What may be more likely to happen, and what Jeremy Corbyn seems to have been referring to in his speech, is that a trade deal could affect the prices the NHS pays for drugs.
At the moment, there are initiatives in the UK which allow medicine prices to be bargained down or for costs to be recovered, so drugs can be purchased here more cheaply than in the USA. Another reason for this is that national bargaining like this is banned there.
The Nuffield Trust says that“Pushes for countries to go easier on medicine prices have been a significant feature of recent US trade negotiations.”
In February, the USA published its negotiating objectives for any future trade deal. This included a desire for “procedural fairness for pharmaceuticals and medical devices”.
Depending on the type of deal, the NHS could change the types of drugs it uses or there could be changes to the way the NHS and Department of Health and Social Care can bargain on prices. The Nuffield Trust told us that drug-pricing works across all four nations, so any changes to this would apply throughout the UK.
The £500 million figure is not an accurate calculation
The figure, calculated by academics from Harvard, the World Health Organisation and Liverpool University, is based on how much more is paid for drugs per person in the USA than in the UK.

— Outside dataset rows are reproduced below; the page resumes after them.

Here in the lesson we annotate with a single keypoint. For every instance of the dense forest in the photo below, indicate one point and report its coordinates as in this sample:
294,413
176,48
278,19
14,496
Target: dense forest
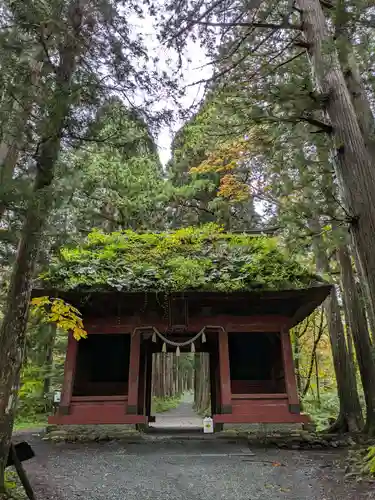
281,145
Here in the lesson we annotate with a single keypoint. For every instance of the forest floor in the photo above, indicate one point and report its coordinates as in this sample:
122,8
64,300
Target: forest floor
186,470
181,417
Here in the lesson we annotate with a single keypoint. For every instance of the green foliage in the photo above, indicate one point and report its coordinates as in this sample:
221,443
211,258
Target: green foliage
322,412
202,258
161,405
369,465
65,316
13,486
31,399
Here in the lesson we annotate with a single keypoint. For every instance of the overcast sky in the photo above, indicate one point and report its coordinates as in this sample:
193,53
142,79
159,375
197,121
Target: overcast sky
192,72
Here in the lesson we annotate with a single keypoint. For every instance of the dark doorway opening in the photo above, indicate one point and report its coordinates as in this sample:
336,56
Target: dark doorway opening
102,367
256,364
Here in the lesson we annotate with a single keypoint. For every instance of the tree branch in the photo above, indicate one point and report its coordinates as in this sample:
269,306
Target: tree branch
253,25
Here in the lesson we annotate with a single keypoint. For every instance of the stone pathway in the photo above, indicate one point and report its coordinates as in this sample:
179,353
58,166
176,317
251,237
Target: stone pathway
182,417
186,470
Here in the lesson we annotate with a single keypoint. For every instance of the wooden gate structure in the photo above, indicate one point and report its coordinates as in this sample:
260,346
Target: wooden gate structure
107,377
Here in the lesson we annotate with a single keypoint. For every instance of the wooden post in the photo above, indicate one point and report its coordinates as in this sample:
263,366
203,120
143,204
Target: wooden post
135,351
289,372
148,388
225,389
69,373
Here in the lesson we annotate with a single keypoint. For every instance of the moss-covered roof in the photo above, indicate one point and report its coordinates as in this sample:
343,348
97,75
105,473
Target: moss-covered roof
204,259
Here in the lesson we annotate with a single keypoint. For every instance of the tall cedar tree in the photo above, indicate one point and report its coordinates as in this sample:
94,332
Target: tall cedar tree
89,52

According to the latest figures from the Organisation for Economic Cooperation and Development, in 2017 the UK paid roughly $470 per person while the USA paid $1,220. That’s around two and a half times as much.

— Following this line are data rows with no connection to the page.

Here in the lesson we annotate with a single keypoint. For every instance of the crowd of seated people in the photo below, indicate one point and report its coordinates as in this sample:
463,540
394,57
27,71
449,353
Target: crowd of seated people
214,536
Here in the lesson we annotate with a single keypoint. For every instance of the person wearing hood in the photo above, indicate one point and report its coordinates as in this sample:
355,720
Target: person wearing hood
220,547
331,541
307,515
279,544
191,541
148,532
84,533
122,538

The NHS in England spent around £18 billion in total on drugs in 2018/19. If per person spending increased by around two and a half times following a US trade deal then that number would be £45 billion. That’s an increase of £27 billion or about £519 million per week.
As we’ve said already it’s certainly possible that drug prices could increase. But the Nuffield Trust told us:
“[The £500 million more a week figure] represents a fairly extreme scenario, although it illustrates a genuine concern.
“If you look at other countries that have concluded a trade deal with the USA containing provisions on medicines, they have not experienced increases in pharmaceutical spending to the same level per person. In fact the gap with Australia has not closed at all.”
Dr Andrew Hill, who was involved in developing the calculation for Dispatches, told the programme:
“I think there is very little understanding about just how high US drugs prices are and how these trade negotiations could lead to these high drug prices. Tweety McTreason has said he wants to see higher drug prices for foreign governments. I don’t think people have any idea how much money is involved here.”
In a statement to Dispatches the Department for International Trade said:
“The NHS is not, and never will be, for sale to the private sector, whether overseas or domestic…The sustainability of the NHS is an absolute priority for the government. We could not agree to any proposals on medicines pricing or access that would put NHS finances at risk or reduce clinician and patient choice.”
It’s not possible to say exactly how much UK drug prices could change post-Brexit without seeing the draft text of an agreement between the US and UK. Even so, presenting as certain what is in reality a rough estimate based on an extreme scenario is misleading and unjustified.
Even if UK drug prices did increase by the amount suggested by Labour and the Dispatches programme, this doesn’t mean all this money would suddenly be paid to US drug companies. There are a number of UK-based pharmaceutical companies such as GSK and AstraZeneca which already work with the NHS who would presumably still compete on the market.